23 Nov 2006

Purity & Innocence

Courtesy of Natalie Souchon

I received this picture from Natalie, a dear friend of mine who works in Tibet now. According to her experience, it seems quite fun teaching there, though it is a difficult place to live in.

I don't know the name of this little girl, but looking at her pure innocent face really makes me feel peaceful. It has this magical power that could sweep aside my frustration and pressure. Aren't children pure and innocent? Yes, they are, but sometimes I just feel that kids living in the big cities are not as pure and innocent as those living in remote areas.

Being a teacher living in the city, I truly feel sad for the city children nowadays. They are not easy to teach, and they are not willing to learn, either. They have spent too much time on T.V., video games and the Internet. They have been busy with things that are not what they should be doing at their age. They are not having a decent childhood. The adults are forcing them to grow up as soon as possible so that they can compete with other children. They are not happy, and they become so material that should not be seen in children.

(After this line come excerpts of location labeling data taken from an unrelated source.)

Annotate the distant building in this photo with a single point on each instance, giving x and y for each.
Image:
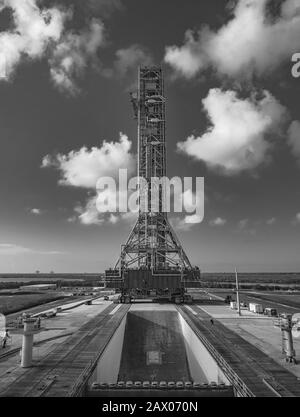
(38, 287)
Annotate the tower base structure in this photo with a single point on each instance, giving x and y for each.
(169, 285)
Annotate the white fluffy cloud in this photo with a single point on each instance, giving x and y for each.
(84, 167)
(40, 32)
(294, 138)
(73, 53)
(251, 42)
(12, 249)
(36, 211)
(35, 30)
(237, 138)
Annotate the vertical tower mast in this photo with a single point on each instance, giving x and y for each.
(152, 244)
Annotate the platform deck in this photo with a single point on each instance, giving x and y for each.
(261, 375)
(64, 371)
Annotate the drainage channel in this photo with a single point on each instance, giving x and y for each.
(155, 352)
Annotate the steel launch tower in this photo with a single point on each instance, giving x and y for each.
(152, 251)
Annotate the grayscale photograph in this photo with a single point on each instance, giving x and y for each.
(150, 202)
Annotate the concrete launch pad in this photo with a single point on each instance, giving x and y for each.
(124, 349)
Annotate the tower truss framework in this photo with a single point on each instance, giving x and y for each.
(152, 243)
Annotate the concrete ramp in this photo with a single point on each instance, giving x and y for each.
(153, 348)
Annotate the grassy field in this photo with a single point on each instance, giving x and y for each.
(13, 303)
(279, 278)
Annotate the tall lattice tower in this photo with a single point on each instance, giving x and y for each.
(152, 244)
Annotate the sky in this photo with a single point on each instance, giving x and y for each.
(66, 70)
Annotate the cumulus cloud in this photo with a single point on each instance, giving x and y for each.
(218, 221)
(12, 249)
(251, 42)
(297, 218)
(72, 55)
(84, 167)
(36, 211)
(294, 138)
(89, 214)
(35, 29)
(237, 139)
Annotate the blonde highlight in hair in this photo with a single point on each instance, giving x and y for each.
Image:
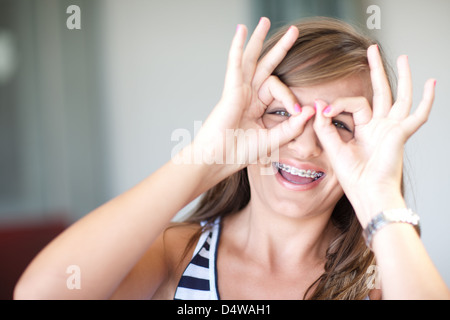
(326, 50)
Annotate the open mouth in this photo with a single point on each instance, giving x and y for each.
(298, 176)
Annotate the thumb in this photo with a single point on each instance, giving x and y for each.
(326, 132)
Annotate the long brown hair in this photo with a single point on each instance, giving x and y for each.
(326, 50)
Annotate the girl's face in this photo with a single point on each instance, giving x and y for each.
(303, 183)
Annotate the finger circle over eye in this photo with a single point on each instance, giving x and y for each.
(359, 107)
(274, 89)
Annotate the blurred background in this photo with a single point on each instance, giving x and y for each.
(87, 113)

This little face in the picture is so different from those city faces. Her kind of sad looking only highlights her innocence. She seems reluctant to be the focus of the camera, and this reluctance is clear and simple to capture. Unlike this one, expressions of city children are always mixed with adult ones they learned from soap operas and commercials. Sometimes we may think that their cunning expressions are cute, but this in fact becomes such a hassle when you have to deal with it everyday. Why can't they just act like normal children? I believe they can't becuase they have been deprived of their childhood by us, the adults. As a consequence, we are responsible for their lost of childhood.

Thanks to Natalie for sending me this nice picture. She is born to be an artist. She captured the right angle at the perfect moment that intensifies the girl's pure eyes and her innocent reluctance. I think she should carry on her creation in the arts. Lastly, I wish this pretty girl a bright and fruitful future.